Description
Nicergoline Pharmacodynamics
Nicergoline is a synthetic derivative of ergot alkaloids with an attached bromosubstituted nicotinic acid residue.
It has a vasodilator effect (including against the arteries of the brain). Improves microcirculation. The nicotinic acid residue contained has a direct myotropic spasmolytic effect on the muscle lining of resistance vessels, increases their permeability to glucose (leveling the opposite effect of the ergoline ring), which is most pronounced with respect to the vessels of the brain and limbs. Improves cerebral, pulmonary and renal blood flow, increases oxygen and glucose delivery. Improves blood flow in the extremities, especially in circulatory insufficiency due to functional arteriopathies.
Indications
Peripheral circulatory disorders.
Cognitive disorders in the elderly.
Contraindications .
Hypersensitivity, arterial hypotension, marked atherosclerosis of peripheral vessels, organic heart disease, myocardial infarction, angina pectoris, lactase deficiency, lactose intolerance, glucose-galactose malabsorption, pregnancy, breastfeeding, children under 18 years of age, acute bleeding, severe bradycardia, concomitant use with sympathomimetics (alpha- and beta-adrenomimetics).
Caution
Hyperuricemia or gout in the anamnesis and / or combination with drugs that disrupt metabolism and excretion of uric acid.
Dosage and administration
- The drug is dissolved in the attached 0.9% sodium chloride solution.

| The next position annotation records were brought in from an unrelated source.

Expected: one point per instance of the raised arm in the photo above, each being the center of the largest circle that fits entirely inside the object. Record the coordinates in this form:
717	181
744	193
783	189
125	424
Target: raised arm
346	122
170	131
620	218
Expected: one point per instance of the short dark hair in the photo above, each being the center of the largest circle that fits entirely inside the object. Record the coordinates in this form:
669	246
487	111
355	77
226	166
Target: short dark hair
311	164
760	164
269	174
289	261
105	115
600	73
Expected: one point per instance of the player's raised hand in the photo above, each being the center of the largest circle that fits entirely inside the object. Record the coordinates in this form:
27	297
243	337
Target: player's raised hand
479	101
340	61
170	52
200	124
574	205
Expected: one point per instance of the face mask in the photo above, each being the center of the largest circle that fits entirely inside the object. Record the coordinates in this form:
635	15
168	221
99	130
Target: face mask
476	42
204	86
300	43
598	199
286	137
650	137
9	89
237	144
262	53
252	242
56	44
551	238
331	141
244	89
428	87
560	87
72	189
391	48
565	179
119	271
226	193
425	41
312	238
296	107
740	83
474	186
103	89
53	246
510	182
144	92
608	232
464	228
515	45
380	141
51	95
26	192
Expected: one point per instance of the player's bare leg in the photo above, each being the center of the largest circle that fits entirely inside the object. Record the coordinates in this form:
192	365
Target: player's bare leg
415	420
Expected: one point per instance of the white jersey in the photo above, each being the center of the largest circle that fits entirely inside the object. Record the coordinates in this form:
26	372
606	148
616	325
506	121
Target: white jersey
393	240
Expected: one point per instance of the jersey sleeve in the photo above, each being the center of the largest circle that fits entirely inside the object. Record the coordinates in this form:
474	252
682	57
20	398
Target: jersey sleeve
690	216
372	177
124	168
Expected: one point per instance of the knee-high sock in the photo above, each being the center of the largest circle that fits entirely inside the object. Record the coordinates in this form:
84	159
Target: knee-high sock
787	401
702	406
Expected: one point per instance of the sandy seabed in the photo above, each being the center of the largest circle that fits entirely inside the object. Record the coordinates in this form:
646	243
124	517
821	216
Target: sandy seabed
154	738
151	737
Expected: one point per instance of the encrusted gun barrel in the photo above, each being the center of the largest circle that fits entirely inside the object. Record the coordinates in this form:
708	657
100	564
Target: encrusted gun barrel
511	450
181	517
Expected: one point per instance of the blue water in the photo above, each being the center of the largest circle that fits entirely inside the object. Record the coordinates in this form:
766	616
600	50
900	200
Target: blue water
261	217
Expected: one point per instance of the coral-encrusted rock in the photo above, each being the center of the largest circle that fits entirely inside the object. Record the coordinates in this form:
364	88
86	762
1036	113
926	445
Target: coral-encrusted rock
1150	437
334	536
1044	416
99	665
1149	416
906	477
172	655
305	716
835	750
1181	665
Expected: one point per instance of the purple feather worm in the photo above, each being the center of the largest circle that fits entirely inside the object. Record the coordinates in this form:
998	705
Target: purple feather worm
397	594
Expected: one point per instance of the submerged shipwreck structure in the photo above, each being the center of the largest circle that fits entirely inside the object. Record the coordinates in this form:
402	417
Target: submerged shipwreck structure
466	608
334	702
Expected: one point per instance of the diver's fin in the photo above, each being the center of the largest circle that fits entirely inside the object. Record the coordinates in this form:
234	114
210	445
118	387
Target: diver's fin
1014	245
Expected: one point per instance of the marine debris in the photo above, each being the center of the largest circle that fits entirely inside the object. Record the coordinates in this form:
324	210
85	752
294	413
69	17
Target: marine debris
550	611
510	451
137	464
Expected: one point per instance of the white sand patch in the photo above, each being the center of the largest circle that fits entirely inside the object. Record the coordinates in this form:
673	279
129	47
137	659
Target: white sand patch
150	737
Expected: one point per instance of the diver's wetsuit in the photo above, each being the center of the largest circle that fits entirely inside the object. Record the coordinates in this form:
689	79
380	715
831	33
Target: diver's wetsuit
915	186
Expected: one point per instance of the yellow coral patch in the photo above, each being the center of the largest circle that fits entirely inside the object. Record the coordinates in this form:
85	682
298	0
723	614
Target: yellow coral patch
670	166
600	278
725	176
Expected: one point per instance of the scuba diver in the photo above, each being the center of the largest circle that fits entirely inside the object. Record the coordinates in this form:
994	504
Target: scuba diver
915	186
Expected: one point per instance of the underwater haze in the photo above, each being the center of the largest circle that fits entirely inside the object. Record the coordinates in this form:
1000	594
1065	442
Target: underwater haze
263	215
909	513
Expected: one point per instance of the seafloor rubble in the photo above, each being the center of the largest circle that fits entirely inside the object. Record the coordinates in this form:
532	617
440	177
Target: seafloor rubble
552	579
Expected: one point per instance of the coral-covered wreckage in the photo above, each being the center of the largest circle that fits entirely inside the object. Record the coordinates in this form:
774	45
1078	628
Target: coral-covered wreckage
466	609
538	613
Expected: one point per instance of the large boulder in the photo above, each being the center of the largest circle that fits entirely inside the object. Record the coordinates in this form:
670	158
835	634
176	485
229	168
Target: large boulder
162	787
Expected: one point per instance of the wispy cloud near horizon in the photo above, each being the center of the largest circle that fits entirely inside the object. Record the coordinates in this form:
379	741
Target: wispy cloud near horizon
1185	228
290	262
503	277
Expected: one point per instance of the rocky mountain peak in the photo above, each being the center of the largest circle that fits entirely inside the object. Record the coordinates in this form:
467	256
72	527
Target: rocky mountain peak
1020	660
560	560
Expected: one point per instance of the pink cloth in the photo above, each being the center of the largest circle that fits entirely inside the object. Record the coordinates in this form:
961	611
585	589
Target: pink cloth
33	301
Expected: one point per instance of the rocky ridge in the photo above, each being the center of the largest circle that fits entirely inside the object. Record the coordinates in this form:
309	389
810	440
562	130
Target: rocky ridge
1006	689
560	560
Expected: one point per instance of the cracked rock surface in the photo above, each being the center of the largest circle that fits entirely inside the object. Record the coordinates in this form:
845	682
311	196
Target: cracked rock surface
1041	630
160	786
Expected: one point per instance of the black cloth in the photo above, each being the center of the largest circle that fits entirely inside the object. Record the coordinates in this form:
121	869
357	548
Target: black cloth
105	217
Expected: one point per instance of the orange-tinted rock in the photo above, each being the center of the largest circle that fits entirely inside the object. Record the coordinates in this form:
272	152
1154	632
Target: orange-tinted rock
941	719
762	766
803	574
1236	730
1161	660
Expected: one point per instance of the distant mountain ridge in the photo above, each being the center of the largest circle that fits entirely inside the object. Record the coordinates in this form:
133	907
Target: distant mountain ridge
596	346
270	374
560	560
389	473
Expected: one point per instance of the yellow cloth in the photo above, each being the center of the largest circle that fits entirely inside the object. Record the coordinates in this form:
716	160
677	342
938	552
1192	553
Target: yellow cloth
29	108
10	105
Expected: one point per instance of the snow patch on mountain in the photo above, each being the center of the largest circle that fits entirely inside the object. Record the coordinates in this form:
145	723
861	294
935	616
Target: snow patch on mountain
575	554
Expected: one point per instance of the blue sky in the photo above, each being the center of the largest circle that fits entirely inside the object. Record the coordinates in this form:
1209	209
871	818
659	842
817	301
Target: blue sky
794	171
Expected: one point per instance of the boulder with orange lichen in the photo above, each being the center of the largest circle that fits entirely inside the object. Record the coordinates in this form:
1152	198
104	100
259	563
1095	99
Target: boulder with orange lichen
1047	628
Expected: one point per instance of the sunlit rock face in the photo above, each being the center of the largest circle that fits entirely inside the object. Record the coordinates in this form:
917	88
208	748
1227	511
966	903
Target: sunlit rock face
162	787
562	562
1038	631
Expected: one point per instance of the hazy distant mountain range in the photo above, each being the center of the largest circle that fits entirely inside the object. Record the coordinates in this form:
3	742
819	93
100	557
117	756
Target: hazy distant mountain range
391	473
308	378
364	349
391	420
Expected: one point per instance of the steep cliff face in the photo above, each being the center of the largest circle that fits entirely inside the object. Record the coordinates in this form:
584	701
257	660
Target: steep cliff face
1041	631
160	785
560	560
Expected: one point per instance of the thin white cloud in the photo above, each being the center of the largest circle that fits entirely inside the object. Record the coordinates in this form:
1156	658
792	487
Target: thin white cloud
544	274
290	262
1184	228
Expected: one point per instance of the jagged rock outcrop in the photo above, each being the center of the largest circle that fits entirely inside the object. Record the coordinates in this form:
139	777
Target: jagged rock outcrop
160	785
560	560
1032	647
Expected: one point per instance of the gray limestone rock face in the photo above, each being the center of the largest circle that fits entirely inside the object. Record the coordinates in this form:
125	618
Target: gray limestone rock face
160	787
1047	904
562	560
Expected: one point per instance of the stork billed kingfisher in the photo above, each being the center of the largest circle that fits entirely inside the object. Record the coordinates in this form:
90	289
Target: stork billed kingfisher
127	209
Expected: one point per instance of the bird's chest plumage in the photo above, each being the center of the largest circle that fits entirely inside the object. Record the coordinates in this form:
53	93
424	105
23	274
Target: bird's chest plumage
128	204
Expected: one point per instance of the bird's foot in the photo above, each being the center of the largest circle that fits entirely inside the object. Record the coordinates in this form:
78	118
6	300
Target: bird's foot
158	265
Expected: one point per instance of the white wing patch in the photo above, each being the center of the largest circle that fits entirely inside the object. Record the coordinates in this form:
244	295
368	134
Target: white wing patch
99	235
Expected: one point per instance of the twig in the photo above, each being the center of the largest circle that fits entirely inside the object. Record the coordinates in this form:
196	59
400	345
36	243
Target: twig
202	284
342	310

- Intramuscularly 4 mg 2 times a day.
- Intravenously: slow infusion – 4-8 mg per 100 ml of sodium chloride 0.9% solution for infusion; by prescription, this dose can be administered several times a day. Intra-arterially – 4 mg in 10 ml of sodium chloride solution for preparation of 0.9% solution for injection, the drug is administered within 2 minutes.
- Patients with impaired renal function (serum creatinine 2 mg/dL and more) are recommended to use the drug in lower therapeutic doses.
- It is recommended to use the drug solution immediately after preparation.
- The dose, duration of treatment and routes of administration depend on the severity of the disease. It is preferable to start with parenteral treatment with subsequent transition to oral administration.